GreyFriars, Newcastle-upon-Tyne was a friary in Newcastle-upon-Tyne, Tyne and Wear, England, which was founded in Pilgrim Street in 1237, was sold after the Dissolution of the Monasteries, and then rebuilt as a private residence, as New Place and Anderson Place, before being demolished to become Grey Street.

Greyfriars 
The friary was founded, in 1237, in Pilgrim Street, Newcastle-upon-Tyne, and was sold after the Dissolution of the Monasteries.

New Place 

The merchant Robert Anderson purchased the 13 acres of land and on the site of the former Greyfriars building built a private residence (named "Newe House") which was described as a “princely house built out of the ruins of the friars”. In 1646, King Charles I was kept prisoner there by the Scots.

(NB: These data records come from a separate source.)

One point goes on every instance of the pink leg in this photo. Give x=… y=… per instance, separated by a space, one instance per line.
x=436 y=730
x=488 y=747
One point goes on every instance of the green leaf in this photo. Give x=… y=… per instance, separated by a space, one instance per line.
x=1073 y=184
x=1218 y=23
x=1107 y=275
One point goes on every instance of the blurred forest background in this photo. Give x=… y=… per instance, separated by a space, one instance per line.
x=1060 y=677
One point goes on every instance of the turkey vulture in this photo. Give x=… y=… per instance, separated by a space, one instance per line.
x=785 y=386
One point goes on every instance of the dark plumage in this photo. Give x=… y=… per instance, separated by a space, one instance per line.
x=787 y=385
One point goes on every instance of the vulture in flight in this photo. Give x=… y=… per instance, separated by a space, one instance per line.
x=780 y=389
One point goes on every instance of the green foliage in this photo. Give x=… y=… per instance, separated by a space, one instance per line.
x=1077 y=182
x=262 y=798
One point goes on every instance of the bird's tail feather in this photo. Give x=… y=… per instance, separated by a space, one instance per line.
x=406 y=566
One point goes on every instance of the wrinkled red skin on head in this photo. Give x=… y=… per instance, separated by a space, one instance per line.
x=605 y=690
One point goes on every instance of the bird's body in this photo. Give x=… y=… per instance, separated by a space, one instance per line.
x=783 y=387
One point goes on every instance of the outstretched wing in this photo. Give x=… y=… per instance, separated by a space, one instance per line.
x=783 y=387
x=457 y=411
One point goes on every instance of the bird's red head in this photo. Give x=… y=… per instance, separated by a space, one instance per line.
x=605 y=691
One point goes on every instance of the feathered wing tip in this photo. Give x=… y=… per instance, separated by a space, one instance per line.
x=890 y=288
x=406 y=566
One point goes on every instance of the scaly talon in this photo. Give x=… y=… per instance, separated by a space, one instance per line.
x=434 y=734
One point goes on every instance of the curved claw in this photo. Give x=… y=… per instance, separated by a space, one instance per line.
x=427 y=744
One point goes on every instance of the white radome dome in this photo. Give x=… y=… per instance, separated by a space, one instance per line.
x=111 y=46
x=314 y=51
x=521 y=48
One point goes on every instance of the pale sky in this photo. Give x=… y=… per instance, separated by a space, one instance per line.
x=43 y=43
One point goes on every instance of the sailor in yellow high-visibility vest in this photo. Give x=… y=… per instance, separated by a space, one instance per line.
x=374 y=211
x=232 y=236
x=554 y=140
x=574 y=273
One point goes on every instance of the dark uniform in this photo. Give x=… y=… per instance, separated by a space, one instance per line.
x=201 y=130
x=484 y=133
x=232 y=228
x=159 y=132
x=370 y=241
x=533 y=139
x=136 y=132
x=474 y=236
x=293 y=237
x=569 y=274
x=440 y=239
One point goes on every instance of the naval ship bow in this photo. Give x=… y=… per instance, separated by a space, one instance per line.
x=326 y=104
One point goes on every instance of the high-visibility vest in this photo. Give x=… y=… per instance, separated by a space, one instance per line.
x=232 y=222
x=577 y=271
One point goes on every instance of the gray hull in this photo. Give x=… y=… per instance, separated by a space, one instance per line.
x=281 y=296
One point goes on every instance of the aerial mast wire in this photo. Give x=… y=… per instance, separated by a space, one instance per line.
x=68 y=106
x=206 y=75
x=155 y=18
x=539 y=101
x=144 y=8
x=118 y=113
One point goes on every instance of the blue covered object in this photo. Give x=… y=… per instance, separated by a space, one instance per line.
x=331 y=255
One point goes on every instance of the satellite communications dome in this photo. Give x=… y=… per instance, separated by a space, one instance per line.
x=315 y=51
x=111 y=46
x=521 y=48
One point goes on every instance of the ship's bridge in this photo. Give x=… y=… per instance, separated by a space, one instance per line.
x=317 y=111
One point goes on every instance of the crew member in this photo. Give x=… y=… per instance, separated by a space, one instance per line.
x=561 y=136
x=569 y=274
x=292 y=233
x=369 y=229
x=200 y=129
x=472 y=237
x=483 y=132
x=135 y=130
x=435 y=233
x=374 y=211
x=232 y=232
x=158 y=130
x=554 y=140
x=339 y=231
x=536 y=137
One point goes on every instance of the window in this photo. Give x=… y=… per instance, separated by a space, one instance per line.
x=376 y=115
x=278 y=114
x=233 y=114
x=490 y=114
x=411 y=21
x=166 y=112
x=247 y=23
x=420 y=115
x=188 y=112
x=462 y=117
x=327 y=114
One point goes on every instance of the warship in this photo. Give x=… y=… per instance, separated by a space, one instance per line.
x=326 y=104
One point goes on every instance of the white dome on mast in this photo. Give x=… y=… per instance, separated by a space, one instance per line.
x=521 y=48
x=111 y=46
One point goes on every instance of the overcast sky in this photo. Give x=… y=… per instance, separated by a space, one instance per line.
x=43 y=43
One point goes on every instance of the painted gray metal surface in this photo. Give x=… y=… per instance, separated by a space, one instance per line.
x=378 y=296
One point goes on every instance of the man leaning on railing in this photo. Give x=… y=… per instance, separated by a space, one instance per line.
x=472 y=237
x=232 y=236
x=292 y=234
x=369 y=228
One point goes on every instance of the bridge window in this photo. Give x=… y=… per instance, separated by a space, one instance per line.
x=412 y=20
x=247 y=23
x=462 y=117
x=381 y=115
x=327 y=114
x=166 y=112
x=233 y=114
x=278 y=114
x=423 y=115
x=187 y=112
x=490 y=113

Robert Anderson bequeathed his estate to his kinsman, the Newcastle MP Sir Francis Anderson (1614–79). In 1675, Sir Francis sold "New Place" to Sir William Blackett, 1st Baronet (1657–1705) who added two large wings to the house. The mansion later passed to Sir William's son, Sir William Blackett, 2nd Baronet (1690–1728), and then to the latter's nephew the Newcastle merchant Sir Walter Calverley-Blackett, 2nd Baronet (1707–77). Sir Walter's successor, Sir Thomas Blackett, sold the house in 1782 to the wealthy Newcastle builder, George Anderson (c.1705–98) who converted the residence into three dwellings.

Anderson Place 
In 1801, George Anderson's son, Major George Anderson (1760–1831), came to reside there and changed the name to Anderson Place. On his death in 1831, the houses passed to the Major's cousin, Thomas Anderson (c.1808–72), who sold it to the Newcastle builder Richard Grainger (1797–1861), for £50,000, in 1834. Thomas Anderson and his family moved to live at Little Harle Tower, Kirkwhelpington, Northumberland. Anderson Place was demolished in 1835 as a key part of Grainger's plan to rebuild the city and to allow the construction of new buildings in Grey Street, Newcastle-upon-Tyne.